Born: May 26, 2001
Height: 6’0″
Weight: 170
Bats: Right
Throws: Right
Signed: Int’l Free Agent, 2017, Pittsburgh Pirates
How Acquired: International Free Agent
Country: Dominican Republic
Agent: N/A

Marcos was one of the Pirates’ more prominent signings in the 2017-18 international signing period.  He has very good potential defensively at short, along with good speed and good size for the position.

DSL:  230/373/263, 209 AB, 3 2B, 2 3B, 45 BB, 50 K, 14-15 SB

Marcos just held his own at the plate in his debut, showing no power at all.  He drew a lot of walks but also struck out a lot; he may need to get more aggressive as he moves up.  He did very well at stealing bases.  In the field he had 18 errors and an .898 fielding percentage at short, which isn’t really alarming for a 17-year-old in the DSL.  He drew good reviews otherwise for his defense.  Marcos played short nearly all the time, with four games at second.

R:  239/299/331, 142 AB, 3 2B, 2 3B, 2 HR, 11 BB, 50 K, 12-16 SB

Marcos was the principal shortstop in the GCL, although he also saw a little time at second.  He struggled badly at the plate until August, when he put up a 333/356/474 line.  The patience he’d shown in the DSL, though, dropped off sharply and he had major problems making contact throughout.  He continued to show some speed on the bases.
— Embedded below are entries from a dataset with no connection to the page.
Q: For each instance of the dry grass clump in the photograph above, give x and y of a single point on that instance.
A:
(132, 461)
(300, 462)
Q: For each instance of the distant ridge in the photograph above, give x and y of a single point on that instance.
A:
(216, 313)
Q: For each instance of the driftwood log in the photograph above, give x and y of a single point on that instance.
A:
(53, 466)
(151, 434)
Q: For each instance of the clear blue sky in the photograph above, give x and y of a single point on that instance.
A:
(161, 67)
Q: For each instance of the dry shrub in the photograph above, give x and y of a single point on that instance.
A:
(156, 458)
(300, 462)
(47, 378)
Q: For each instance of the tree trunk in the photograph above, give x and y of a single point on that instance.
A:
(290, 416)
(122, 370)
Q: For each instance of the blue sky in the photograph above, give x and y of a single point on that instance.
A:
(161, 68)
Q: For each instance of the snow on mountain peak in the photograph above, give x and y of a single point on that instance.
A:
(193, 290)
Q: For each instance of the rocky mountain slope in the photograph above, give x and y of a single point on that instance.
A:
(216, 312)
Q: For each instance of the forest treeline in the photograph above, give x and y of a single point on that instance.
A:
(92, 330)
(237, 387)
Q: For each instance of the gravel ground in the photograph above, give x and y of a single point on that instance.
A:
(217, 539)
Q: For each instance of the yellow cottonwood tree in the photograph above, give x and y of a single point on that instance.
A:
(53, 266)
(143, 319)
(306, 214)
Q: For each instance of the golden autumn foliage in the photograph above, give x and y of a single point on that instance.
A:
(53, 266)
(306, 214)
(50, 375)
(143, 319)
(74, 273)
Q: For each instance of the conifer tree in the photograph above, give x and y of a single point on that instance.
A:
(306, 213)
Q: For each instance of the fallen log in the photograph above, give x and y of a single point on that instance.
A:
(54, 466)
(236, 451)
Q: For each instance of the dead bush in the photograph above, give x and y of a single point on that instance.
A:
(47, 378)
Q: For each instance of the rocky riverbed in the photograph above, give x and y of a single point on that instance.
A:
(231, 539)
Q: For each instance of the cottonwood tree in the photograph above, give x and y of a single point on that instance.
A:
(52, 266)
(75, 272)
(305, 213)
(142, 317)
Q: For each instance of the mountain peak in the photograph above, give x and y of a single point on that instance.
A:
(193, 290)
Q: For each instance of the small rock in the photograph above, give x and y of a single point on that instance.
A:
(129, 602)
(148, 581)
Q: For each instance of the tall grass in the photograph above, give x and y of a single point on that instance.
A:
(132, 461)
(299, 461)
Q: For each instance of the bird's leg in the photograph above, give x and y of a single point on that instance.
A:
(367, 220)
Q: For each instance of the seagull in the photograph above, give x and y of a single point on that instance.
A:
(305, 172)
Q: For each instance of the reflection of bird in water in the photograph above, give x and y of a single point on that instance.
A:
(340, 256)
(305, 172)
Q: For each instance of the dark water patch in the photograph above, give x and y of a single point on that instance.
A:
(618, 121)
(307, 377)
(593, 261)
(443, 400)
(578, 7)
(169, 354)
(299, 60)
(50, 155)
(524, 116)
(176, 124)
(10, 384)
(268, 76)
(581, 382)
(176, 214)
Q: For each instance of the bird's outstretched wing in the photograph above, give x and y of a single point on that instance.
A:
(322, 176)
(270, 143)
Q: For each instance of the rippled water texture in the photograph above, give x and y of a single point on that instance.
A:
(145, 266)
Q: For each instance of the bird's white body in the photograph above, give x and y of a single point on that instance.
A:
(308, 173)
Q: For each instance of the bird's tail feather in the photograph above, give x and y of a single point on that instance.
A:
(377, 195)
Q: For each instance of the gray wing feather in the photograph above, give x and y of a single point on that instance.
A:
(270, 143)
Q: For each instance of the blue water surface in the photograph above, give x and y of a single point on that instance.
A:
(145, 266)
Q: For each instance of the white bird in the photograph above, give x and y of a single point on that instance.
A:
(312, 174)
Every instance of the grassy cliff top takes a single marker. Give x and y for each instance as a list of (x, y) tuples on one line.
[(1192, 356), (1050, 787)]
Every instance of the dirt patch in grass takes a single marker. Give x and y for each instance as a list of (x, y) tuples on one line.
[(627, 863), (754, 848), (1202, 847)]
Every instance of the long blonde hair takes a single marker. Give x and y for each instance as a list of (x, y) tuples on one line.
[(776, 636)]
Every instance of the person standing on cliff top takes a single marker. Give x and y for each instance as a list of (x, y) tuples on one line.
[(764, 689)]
R:  194/360/250, 108 AB, 4 2B, 1 3B, 24 BB, 38 K, 8-12 SB
A:  193/315/244, 119 AB, 4 2B, 1 3B, 21 BB, 50 K, 7-10 SB

Marcos opened the season at Bradenton, where he played semi-regularly, spending time at all four infield positions.  In late June, the Pirates sent him down to the FCL, where he played mainly first and third.  The shift to playing a lot at first probably doesn’t bode well for him, as the Pirates have a puzzling, long-standing pattern of playing non-prospects there, especially in the low minors.  Marcos put up almost exactly the same offensive numbers at the two levels, with very high walk rates and extremely high K rates.

A:  182/277/315, 165 AB, 3 2B, 2 3B, 5 HR, 20 BB, 68 K, 12-16 SB

Marcos joined Bradenton in early June and spent the rest of the season there as a utility player.  His playing time and position depended heavily on the other players available.  His hitting was the same as before, with fewer walks but more power.  He had a good month in August, batting 259/328/500, but went 0-for-15 in September.  Marcos split his time more or less evenly between first, second and third.  The fact that he started 15 games at first illustrates the Pirates’ practice of treating the position as a throw-away spot rather than one to employ in developing prospects.  It’s an example of why their production from the position in the majors in 2022 was historically awful.

Marcos has good defensive ability, but just hasn’t gotten the bat on the ball enough.  He’s a good organizational utility player.

2023: Minor League Contract
Signing Bonus: $250,000
MiLB Debut: 2018
MLB Debut: N/A
MiLB FA Eligible: 2024
MLB FA Eligible: N/A
Rule 5 Eligible: 2021
Added to 40-Man: N/A
Options Remaining: 3
MLB Service Time: 0.000
July 3, 2017: Signed by the Pittsburgh Pirates as an international free agent.